In 1786, Philip Bronk testified that he had heard his father say, that “there
used to be sixty fighting Indians, besides women and children, at Old
Catskill.” This estimate would make the number of the native inhabitants of
the plain about three hundred.
These Indians, by the slow process of burning down the trees, had cleared a
large portion of the flat, and upon it, in the fertile and mellow soil, they
grew ample crops of maize, beans and pumpkins. Their wigwams stood on the bank
on the southern and southwestern rim of the plain, from the site of the
stone-house, which is still called the Parsonage, to the site of the stone house
which Garret Van Bergen built and which Henry Vedder now dwells in. There was
also an Indian village, and perhaps also an Indian kasteel or fort at Potick,
near the house once occupied by William Salisbury. The burying-places of these
savages were near the site of Old Catskill Church, a few rods north of the spot
where the tile-roofed house of Marten Van Bergen once stood, near William Van
Bergen’s, now Henry Vedder’s barn, and at Potick, and at Tagpohkigt or
Tabigicht, as the Sandy Plain was once called.
From these hamlets, there led a foot path to Coxsackie, near or upon which the
road leading from Leeds past Greene’s Lake was afterward made. Another
footpath followed the Catskill to its source in the Vly, and thence continued
down one of the branches of the Schoharie Kill and the Schoharie Kill itself to
the Mohawk.
The tribe, of which I am writing, like their Mohican kindred, buried their dead
in a sitting posture, with the knees drawn up to the body. In each grave were
put the occupant’s bows and arrows, his beads, and the trophies of his
prowess. This mode of interment, so far as I know, was practiced so long as the
Indians of Old Catskill kept possession of their domain. But, during the last
year of their occupancy, their mode of life became greatly changed.
Log cabins, at least in part, took the place of wigwams. Bows were laid aside
for muskets, and arrows for lead bullets. The men and women no longer clothed
themselves in the skins of wild beasts, but wore shirts, stockings, woolen
blankets, breeches of fustian and gowns of duffels. The coarse meal of maize was
boiled in kettles instead of being made into a cake and baked in the hot ashes.
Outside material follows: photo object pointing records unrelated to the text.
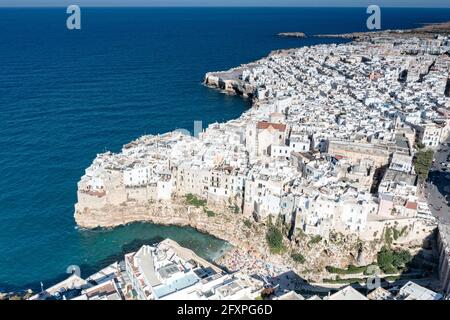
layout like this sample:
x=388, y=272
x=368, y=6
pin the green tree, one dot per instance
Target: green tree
x=274, y=239
x=422, y=163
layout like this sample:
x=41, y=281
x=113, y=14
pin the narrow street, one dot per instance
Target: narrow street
x=437, y=188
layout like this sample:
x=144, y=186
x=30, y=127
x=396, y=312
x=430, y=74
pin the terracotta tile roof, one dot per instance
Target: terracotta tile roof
x=411, y=205
x=265, y=125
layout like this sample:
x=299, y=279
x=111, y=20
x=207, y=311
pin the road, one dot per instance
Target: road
x=437, y=188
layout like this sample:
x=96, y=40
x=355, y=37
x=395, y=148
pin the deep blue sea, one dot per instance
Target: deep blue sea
x=67, y=95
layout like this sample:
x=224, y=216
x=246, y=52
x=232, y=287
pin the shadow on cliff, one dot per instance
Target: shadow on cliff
x=442, y=184
x=421, y=269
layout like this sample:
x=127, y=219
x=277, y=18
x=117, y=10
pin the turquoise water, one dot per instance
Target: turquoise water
x=65, y=96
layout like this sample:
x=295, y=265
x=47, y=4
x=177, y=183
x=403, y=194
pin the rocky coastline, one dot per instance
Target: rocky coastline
x=248, y=237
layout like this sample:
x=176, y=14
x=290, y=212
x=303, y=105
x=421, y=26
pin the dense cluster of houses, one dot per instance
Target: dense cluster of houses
x=329, y=144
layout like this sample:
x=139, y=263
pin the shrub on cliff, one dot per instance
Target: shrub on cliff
x=193, y=200
x=274, y=239
x=423, y=162
x=298, y=257
x=390, y=261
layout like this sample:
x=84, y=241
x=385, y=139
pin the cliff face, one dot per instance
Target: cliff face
x=227, y=226
x=245, y=235
x=230, y=81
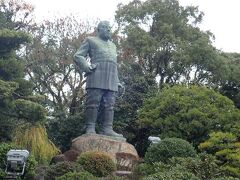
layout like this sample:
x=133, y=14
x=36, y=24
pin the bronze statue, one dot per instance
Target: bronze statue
x=102, y=78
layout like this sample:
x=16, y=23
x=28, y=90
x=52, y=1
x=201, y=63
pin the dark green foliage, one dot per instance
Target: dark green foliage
x=226, y=148
x=61, y=168
x=138, y=86
x=230, y=79
x=77, y=176
x=10, y=69
x=188, y=112
x=31, y=166
x=168, y=148
x=63, y=129
x=15, y=104
x=204, y=166
x=11, y=40
x=165, y=40
x=98, y=163
x=31, y=111
x=4, y=148
x=142, y=169
x=173, y=173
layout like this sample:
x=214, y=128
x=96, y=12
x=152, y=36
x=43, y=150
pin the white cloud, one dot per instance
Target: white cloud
x=221, y=16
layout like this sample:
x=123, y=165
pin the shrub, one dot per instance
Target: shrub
x=31, y=166
x=168, y=148
x=4, y=148
x=205, y=166
x=225, y=146
x=142, y=169
x=61, y=168
x=173, y=174
x=77, y=176
x=98, y=163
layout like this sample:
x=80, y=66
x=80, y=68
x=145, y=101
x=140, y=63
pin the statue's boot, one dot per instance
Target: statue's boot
x=91, y=117
x=107, y=124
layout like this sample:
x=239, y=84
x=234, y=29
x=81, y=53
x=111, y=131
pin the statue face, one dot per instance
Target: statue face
x=104, y=30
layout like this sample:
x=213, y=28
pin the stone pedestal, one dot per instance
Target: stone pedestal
x=122, y=153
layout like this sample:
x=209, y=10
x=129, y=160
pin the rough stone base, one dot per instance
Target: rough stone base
x=122, y=153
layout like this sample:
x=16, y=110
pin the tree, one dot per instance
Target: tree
x=49, y=63
x=20, y=109
x=137, y=87
x=49, y=66
x=230, y=77
x=16, y=92
x=188, y=112
x=171, y=47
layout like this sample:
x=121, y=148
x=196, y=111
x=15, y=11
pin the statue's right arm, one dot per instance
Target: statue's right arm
x=80, y=57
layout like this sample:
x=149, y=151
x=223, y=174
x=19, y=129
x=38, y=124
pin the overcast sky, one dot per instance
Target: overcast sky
x=221, y=16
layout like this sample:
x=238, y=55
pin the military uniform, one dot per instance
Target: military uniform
x=101, y=83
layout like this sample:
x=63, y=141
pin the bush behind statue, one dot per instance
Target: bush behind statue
x=77, y=176
x=168, y=148
x=98, y=163
x=61, y=168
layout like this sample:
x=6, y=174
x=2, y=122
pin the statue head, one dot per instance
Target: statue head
x=104, y=30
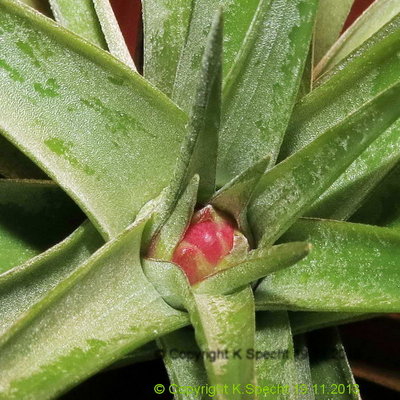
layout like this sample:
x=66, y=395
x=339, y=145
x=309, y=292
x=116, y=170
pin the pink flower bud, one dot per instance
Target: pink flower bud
x=209, y=238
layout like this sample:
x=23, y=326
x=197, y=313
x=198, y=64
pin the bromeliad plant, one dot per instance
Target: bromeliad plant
x=218, y=190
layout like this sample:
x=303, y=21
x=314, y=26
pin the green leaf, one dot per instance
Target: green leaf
x=373, y=19
x=382, y=207
x=14, y=164
x=184, y=364
x=169, y=235
x=331, y=17
x=26, y=285
x=80, y=17
x=221, y=322
x=204, y=116
x=303, y=387
x=355, y=185
x=104, y=310
x=260, y=90
x=330, y=369
x=352, y=268
x=226, y=323
x=34, y=215
x=276, y=363
x=165, y=25
x=289, y=189
x=112, y=33
x=107, y=152
x=256, y=265
x=238, y=15
x=39, y=5
x=303, y=322
x=355, y=82
x=234, y=197
x=306, y=82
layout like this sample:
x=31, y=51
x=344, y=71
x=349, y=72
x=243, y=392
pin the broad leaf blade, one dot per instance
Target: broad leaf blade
x=34, y=215
x=80, y=17
x=352, y=268
x=15, y=165
x=106, y=309
x=39, y=5
x=226, y=323
x=107, y=152
x=331, y=17
x=382, y=207
x=26, y=285
x=360, y=179
x=261, y=89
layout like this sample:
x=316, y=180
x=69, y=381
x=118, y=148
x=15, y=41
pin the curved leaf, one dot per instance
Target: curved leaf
x=355, y=82
x=238, y=15
x=255, y=266
x=374, y=18
x=107, y=152
x=331, y=17
x=330, y=370
x=112, y=33
x=352, y=268
x=104, y=310
x=22, y=287
x=355, y=185
x=34, y=215
x=288, y=190
x=261, y=89
x=80, y=17
x=165, y=25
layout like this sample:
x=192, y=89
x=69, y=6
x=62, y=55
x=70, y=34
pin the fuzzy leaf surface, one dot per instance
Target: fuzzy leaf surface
x=329, y=366
x=80, y=17
x=352, y=268
x=302, y=322
x=104, y=310
x=361, y=178
x=34, y=215
x=257, y=265
x=289, y=189
x=331, y=17
x=374, y=18
x=107, y=152
x=26, y=285
x=276, y=364
x=261, y=89
x=165, y=24
x=237, y=17
x=183, y=371
x=112, y=33
x=356, y=81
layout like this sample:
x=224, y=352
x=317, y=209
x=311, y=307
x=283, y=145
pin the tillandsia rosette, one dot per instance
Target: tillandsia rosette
x=240, y=192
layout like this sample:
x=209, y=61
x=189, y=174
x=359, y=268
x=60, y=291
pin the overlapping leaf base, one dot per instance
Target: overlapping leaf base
x=221, y=117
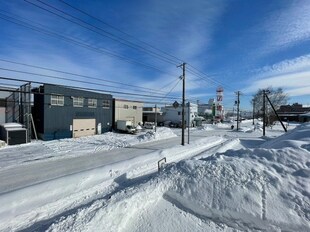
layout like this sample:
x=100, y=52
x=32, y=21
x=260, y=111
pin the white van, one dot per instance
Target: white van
x=149, y=125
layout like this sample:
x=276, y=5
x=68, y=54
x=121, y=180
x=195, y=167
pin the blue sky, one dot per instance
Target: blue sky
x=241, y=45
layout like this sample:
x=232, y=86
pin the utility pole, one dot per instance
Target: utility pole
x=183, y=102
x=188, y=121
x=253, y=101
x=155, y=117
x=264, y=113
x=238, y=103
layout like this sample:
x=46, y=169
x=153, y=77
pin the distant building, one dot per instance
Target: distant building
x=174, y=114
x=6, y=92
x=206, y=109
x=152, y=113
x=127, y=110
x=61, y=112
x=292, y=112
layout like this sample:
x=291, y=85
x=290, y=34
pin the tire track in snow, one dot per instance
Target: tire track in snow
x=264, y=201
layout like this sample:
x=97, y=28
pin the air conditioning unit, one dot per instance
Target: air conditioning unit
x=13, y=133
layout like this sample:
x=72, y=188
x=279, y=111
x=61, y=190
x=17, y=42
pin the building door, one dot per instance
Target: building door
x=83, y=127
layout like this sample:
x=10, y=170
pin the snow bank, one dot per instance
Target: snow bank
x=58, y=149
x=245, y=190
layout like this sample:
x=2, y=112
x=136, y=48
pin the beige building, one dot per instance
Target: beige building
x=127, y=110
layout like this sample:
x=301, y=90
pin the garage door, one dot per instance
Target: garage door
x=83, y=127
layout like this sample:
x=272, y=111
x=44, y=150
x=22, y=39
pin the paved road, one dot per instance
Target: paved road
x=36, y=172
x=25, y=175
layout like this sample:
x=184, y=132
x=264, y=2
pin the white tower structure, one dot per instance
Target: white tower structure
x=219, y=103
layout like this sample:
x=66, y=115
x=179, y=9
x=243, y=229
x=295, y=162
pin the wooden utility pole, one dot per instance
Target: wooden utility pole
x=264, y=113
x=238, y=104
x=253, y=101
x=155, y=117
x=183, y=103
x=189, y=119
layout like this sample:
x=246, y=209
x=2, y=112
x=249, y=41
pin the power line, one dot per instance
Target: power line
x=69, y=96
x=83, y=88
x=100, y=20
x=79, y=43
x=106, y=33
x=84, y=76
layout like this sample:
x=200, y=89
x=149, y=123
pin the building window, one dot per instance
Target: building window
x=106, y=104
x=57, y=100
x=92, y=103
x=78, y=101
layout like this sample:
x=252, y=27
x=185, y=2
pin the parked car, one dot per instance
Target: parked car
x=149, y=125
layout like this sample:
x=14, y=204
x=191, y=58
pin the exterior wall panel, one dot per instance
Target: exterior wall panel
x=55, y=122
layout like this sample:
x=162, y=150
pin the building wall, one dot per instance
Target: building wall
x=127, y=110
x=175, y=114
x=55, y=122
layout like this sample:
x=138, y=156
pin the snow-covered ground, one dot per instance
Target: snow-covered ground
x=222, y=181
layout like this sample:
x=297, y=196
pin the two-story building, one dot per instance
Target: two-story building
x=62, y=112
x=127, y=110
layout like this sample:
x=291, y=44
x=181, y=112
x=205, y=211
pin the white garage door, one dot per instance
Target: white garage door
x=83, y=127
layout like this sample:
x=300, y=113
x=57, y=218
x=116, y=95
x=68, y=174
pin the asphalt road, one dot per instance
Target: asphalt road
x=36, y=172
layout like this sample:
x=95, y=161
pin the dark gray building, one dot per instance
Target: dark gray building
x=61, y=112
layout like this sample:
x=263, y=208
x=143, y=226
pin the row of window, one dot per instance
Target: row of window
x=127, y=107
x=59, y=100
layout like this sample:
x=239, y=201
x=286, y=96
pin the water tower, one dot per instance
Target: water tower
x=219, y=103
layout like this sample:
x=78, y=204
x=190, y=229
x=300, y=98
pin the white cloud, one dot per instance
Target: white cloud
x=291, y=75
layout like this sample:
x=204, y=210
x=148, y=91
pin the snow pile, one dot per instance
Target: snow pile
x=63, y=148
x=206, y=127
x=245, y=190
x=298, y=137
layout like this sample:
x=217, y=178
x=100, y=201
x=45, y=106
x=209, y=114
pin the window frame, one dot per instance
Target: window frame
x=106, y=103
x=79, y=101
x=57, y=99
x=92, y=103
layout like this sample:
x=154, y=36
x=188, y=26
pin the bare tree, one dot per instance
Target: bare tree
x=277, y=98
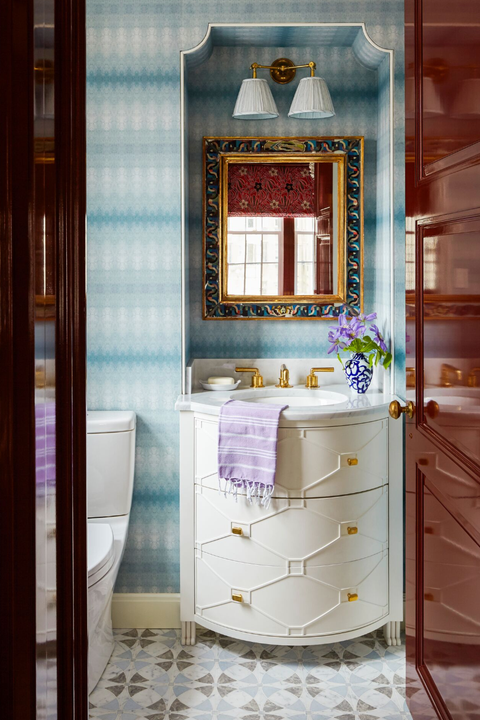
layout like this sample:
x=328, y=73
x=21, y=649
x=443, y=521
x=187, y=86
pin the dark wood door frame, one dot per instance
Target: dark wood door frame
x=17, y=420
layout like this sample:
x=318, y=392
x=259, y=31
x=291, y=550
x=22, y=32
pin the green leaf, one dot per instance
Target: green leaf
x=387, y=360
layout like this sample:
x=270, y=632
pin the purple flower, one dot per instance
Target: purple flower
x=378, y=337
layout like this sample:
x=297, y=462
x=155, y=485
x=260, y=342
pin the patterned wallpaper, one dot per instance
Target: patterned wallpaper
x=133, y=96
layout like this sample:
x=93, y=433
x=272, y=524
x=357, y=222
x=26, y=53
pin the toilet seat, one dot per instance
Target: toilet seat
x=101, y=551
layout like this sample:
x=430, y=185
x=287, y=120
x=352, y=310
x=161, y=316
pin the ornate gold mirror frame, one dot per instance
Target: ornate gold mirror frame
x=219, y=154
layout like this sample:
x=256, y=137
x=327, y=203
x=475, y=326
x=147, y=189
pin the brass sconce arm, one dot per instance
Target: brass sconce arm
x=282, y=70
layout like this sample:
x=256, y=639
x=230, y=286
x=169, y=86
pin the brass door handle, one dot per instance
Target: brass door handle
x=432, y=409
x=396, y=410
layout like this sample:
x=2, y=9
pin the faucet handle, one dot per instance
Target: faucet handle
x=257, y=379
x=284, y=379
x=312, y=380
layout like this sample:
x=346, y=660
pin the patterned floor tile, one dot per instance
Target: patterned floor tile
x=150, y=676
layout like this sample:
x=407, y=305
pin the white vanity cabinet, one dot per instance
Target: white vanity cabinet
x=324, y=562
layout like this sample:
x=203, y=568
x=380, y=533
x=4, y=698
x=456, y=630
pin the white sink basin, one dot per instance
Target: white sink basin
x=296, y=398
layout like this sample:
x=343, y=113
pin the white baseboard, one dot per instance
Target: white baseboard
x=146, y=610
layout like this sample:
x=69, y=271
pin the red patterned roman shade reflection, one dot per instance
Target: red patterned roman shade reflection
x=268, y=190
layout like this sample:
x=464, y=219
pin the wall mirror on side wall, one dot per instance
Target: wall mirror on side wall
x=283, y=227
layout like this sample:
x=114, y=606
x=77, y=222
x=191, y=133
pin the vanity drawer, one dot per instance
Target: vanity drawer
x=311, y=462
x=319, y=531
x=277, y=602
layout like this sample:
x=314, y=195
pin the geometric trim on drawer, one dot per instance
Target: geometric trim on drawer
x=290, y=604
x=320, y=455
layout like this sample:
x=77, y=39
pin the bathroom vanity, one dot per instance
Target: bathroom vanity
x=324, y=562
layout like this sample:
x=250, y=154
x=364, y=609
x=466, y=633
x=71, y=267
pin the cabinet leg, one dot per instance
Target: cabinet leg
x=391, y=632
x=188, y=632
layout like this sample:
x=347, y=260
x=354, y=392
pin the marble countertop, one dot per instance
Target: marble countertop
x=350, y=405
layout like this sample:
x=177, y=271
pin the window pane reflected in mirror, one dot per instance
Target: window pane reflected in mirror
x=282, y=229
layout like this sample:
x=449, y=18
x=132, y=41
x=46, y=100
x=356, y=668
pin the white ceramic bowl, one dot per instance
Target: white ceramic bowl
x=220, y=388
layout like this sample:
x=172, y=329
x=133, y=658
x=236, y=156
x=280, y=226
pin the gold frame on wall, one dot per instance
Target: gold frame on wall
x=350, y=149
x=265, y=158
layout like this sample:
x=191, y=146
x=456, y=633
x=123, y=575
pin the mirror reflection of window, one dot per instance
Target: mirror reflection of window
x=306, y=260
x=282, y=229
x=253, y=255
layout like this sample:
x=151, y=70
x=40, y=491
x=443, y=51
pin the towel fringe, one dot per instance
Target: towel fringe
x=255, y=491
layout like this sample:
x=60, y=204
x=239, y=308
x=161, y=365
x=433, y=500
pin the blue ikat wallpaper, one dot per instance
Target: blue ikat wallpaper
x=133, y=163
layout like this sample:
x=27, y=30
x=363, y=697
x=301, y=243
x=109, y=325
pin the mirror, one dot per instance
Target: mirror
x=282, y=235
x=285, y=232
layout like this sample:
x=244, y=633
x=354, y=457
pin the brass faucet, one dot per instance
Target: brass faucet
x=411, y=378
x=283, y=380
x=446, y=372
x=257, y=379
x=472, y=377
x=312, y=380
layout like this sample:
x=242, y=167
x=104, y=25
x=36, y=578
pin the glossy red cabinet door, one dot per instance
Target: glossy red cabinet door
x=443, y=358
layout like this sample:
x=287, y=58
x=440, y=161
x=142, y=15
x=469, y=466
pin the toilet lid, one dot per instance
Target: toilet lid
x=101, y=551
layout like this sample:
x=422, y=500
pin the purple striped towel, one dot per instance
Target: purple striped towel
x=247, y=449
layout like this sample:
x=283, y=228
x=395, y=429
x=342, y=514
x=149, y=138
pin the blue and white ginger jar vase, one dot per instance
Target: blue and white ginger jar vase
x=358, y=373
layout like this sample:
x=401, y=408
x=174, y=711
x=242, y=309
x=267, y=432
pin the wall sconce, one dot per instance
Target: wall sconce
x=255, y=100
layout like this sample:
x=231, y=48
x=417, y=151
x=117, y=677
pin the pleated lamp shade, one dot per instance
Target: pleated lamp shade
x=466, y=105
x=312, y=100
x=255, y=101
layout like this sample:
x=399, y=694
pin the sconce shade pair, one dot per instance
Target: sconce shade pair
x=255, y=100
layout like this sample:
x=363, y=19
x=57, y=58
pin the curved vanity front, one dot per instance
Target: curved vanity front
x=324, y=561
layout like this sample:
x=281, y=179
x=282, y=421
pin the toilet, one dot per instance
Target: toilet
x=110, y=471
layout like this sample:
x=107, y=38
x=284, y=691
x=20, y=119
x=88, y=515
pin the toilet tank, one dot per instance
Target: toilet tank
x=110, y=462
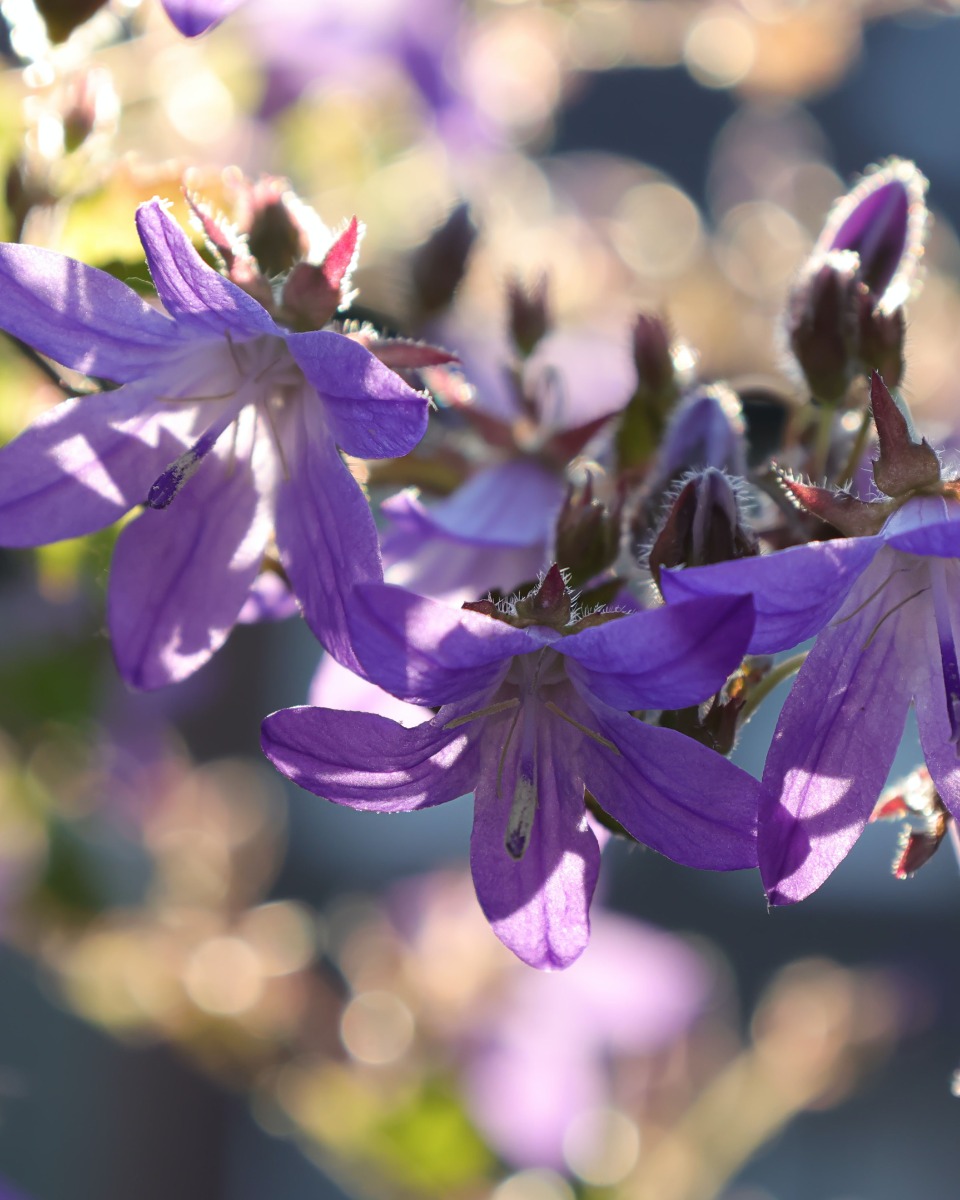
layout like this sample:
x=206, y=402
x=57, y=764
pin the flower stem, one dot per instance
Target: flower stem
x=778, y=675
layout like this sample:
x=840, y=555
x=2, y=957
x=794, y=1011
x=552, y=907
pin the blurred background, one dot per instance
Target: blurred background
x=216, y=987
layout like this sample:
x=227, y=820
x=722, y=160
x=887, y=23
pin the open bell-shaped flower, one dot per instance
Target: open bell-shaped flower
x=532, y=712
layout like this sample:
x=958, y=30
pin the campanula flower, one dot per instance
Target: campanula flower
x=886, y=606
x=225, y=425
x=532, y=711
x=195, y=17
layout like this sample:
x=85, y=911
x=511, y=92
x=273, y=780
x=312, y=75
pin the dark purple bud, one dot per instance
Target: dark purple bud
x=439, y=264
x=849, y=515
x=315, y=291
x=658, y=388
x=904, y=466
x=882, y=341
x=654, y=359
x=587, y=534
x=549, y=604
x=707, y=430
x=823, y=319
x=528, y=313
x=882, y=220
x=703, y=526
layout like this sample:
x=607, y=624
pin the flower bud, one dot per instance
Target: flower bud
x=904, y=466
x=587, y=534
x=528, y=313
x=703, y=526
x=707, y=430
x=882, y=220
x=439, y=264
x=823, y=324
x=658, y=387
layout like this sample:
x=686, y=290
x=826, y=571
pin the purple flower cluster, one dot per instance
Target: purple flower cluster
x=222, y=417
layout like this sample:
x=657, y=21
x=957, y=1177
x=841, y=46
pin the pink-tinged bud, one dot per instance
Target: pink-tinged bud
x=276, y=237
x=823, y=324
x=904, y=466
x=883, y=221
x=313, y=292
x=528, y=313
x=439, y=264
x=849, y=515
x=587, y=534
x=658, y=388
x=549, y=604
x=703, y=526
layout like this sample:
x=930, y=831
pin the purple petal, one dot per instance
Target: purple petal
x=513, y=504
x=795, y=591
x=666, y=658
x=426, y=652
x=372, y=412
x=82, y=317
x=193, y=17
x=671, y=793
x=84, y=463
x=335, y=687
x=929, y=687
x=369, y=762
x=180, y=576
x=925, y=525
x=838, y=735
x=538, y=904
x=193, y=293
x=325, y=532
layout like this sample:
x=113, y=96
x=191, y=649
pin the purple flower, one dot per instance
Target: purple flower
x=887, y=610
x=195, y=17
x=528, y=718
x=497, y=528
x=882, y=221
x=226, y=426
x=544, y=1053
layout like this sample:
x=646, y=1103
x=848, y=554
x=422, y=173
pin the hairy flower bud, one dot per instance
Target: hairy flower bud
x=439, y=264
x=703, y=526
x=587, y=534
x=528, y=313
x=882, y=220
x=823, y=324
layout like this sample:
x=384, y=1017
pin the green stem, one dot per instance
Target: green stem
x=821, y=456
x=856, y=450
x=778, y=675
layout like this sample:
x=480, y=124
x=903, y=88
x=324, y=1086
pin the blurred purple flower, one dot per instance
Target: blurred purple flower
x=305, y=43
x=541, y=1055
x=528, y=718
x=215, y=389
x=887, y=610
x=496, y=531
x=195, y=17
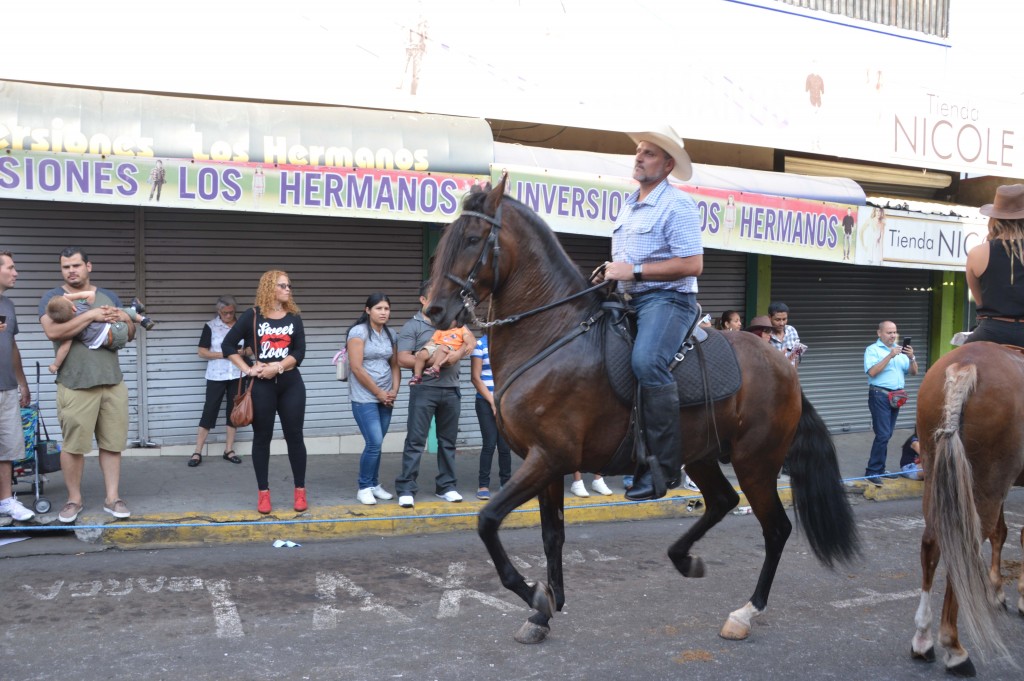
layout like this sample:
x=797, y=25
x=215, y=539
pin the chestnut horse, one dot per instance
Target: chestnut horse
x=560, y=415
x=970, y=409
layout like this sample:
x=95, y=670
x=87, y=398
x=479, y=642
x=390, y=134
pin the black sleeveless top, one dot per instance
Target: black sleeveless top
x=999, y=296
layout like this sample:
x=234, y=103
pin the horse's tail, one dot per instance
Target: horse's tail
x=954, y=517
x=818, y=495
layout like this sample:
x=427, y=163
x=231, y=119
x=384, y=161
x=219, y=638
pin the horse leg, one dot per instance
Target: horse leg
x=957, y=661
x=527, y=481
x=997, y=539
x=720, y=498
x=922, y=646
x=1020, y=583
x=552, y=501
x=762, y=493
The trees were felled by axes and not by fire. The ground was no longer tilled
by the women with a sharp stone, but with a hoe. The canoes, when they were not
made of elm or birch bark, were hollowed out of a single log by an adze, and not
by burning and by scraping the charred surface by a large flint. All these
implements were, of course, obtained from the Dutch, who gave them in barter for
the skins of the beavers and of the otters which the Indians trapped or shot on
the branches of the Catskill and the Caterskill.
The Dutch traders, always eager to buy furs, had often visited the Indians of
Old Catskill, slept in their foul and smoky wigwams, ate their coarse food, and
engaged with them in many a secret debauch. But the first man who made his home
among these idle and drunken savages was Jan Bronck.